In the meantime the balloon arose like a lark, and, soaring far away above the city, at length drifted quietly behind a cloud similar to that from which it had so oddly emerged, and was thus lost forever to the wondering eyes of the good citizens of Rotterdam. All attention was now directed to the letter, the descent of which, and the consequences attending thereupon, had proved so fatally subversive of both person and personal dignity to his Excellency, Von Underduk. That functionary, however, had not failed, during his circumgyratory movements, to bestow a thought upon the important object of securing the epistle, which was seen, upon inspection, to have fallen into the most proper hands, being actually addressed to himself and Professor Rubadub, in their official capacities of President and Vice-President of the Rotterdam College of Astronomy. It was accordingly opened by those dignitaxies upon the spot, and found to contain the following extraordinary, and indeed very serious, communication:—
To their Excellencies Von Underduk and Rubadub, President and Vice-President of the States' College of Astronomers, in the city of Rotterdam.
Your Excellencies may perhaps be able to remember an humble artizan, by name Hans Pfaall, and by occupation a mender of bellows, who, with three others, disappeared from Rotterdam, about five years ago, in a manner which must have been considered unaccountable.
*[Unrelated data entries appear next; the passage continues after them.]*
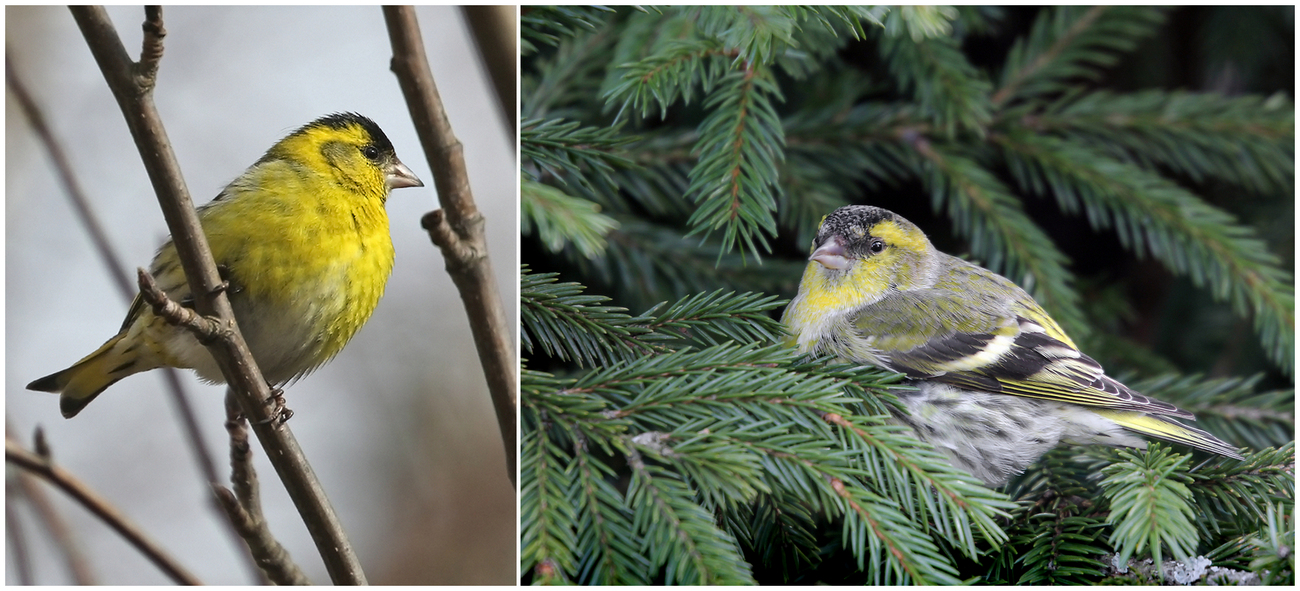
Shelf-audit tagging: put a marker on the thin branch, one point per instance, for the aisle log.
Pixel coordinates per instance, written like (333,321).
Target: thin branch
(42,466)
(17,542)
(117,272)
(497,37)
(131,87)
(458,229)
(245,505)
(52,520)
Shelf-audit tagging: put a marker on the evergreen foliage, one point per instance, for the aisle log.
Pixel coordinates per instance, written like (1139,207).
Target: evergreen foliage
(676,163)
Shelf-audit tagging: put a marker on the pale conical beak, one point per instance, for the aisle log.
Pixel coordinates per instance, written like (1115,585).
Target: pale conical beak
(831,255)
(398,177)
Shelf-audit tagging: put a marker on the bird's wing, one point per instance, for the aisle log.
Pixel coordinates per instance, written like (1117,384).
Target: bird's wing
(1001,353)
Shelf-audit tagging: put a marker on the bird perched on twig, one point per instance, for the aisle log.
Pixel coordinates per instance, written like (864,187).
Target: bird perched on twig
(999,383)
(302,242)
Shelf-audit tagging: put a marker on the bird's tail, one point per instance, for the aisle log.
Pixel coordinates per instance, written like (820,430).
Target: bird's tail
(1170,430)
(89,377)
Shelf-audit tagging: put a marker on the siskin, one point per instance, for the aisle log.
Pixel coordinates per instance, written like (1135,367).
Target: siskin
(999,383)
(302,240)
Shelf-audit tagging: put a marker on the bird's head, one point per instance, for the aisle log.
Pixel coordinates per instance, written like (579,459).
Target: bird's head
(350,150)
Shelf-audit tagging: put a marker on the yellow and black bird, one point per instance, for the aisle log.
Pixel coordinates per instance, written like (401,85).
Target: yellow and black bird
(999,383)
(302,238)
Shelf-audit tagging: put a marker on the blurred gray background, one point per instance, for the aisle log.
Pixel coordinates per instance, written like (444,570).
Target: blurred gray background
(399,427)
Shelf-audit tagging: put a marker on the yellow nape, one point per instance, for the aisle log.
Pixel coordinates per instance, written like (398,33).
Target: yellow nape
(908,238)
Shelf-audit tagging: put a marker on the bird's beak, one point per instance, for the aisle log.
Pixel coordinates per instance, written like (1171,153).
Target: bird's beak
(398,177)
(831,255)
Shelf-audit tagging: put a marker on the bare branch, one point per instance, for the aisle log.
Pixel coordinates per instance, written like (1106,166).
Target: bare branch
(230,351)
(458,229)
(117,272)
(42,466)
(245,505)
(63,535)
(495,31)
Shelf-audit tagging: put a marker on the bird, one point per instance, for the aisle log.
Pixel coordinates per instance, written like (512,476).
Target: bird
(997,382)
(302,242)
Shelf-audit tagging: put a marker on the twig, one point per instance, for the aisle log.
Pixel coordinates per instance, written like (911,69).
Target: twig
(131,87)
(495,31)
(245,505)
(17,542)
(117,272)
(53,521)
(16,455)
(458,229)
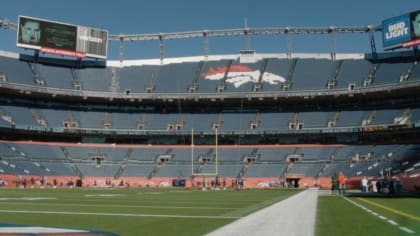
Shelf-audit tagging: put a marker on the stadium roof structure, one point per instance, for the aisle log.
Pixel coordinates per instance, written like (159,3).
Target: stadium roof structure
(6,24)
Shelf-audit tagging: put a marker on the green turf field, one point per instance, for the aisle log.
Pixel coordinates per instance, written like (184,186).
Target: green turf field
(175,211)
(368,216)
(133,211)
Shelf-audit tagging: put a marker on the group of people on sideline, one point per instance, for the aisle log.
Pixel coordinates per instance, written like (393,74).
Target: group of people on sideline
(385,185)
(338,183)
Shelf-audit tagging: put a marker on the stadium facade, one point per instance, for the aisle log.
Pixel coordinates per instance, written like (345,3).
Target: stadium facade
(269,120)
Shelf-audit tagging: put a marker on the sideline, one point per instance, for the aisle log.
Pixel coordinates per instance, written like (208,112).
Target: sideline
(115,214)
(294,216)
(403,228)
(398,212)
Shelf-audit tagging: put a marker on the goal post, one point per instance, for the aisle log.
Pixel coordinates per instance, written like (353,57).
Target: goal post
(195,164)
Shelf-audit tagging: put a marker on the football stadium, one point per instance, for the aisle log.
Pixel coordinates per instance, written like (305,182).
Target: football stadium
(247,143)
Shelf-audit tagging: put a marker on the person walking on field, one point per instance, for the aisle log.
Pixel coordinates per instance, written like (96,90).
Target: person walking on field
(341,183)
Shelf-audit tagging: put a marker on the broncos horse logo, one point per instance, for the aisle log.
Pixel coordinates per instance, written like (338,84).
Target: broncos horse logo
(239,75)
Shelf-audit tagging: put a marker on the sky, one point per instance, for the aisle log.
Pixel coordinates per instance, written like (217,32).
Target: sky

If, however, it so please your Excellencies, I, the writer of this communication, am the identical Hans Pfaall himself. It is well known to most of my fellow-citizens, that for the period of forty years I continued to occupy the little square brick building, at the head of the alley called Sauerkraut, in which I resided at the time of my disappearance. My ancestors have also resided therein time out of mind—they, as well as myself, steadily following the respectable and indeed lucrative profession of mending of bellows: for, to speak the truth, until of late years, that the heads of all the people have been set agog with politics, no better business than my own could an honest citizen of Rotterdam either desire or deserve. Credit was good, employment was never wanting, and there was no lack of either money or good will.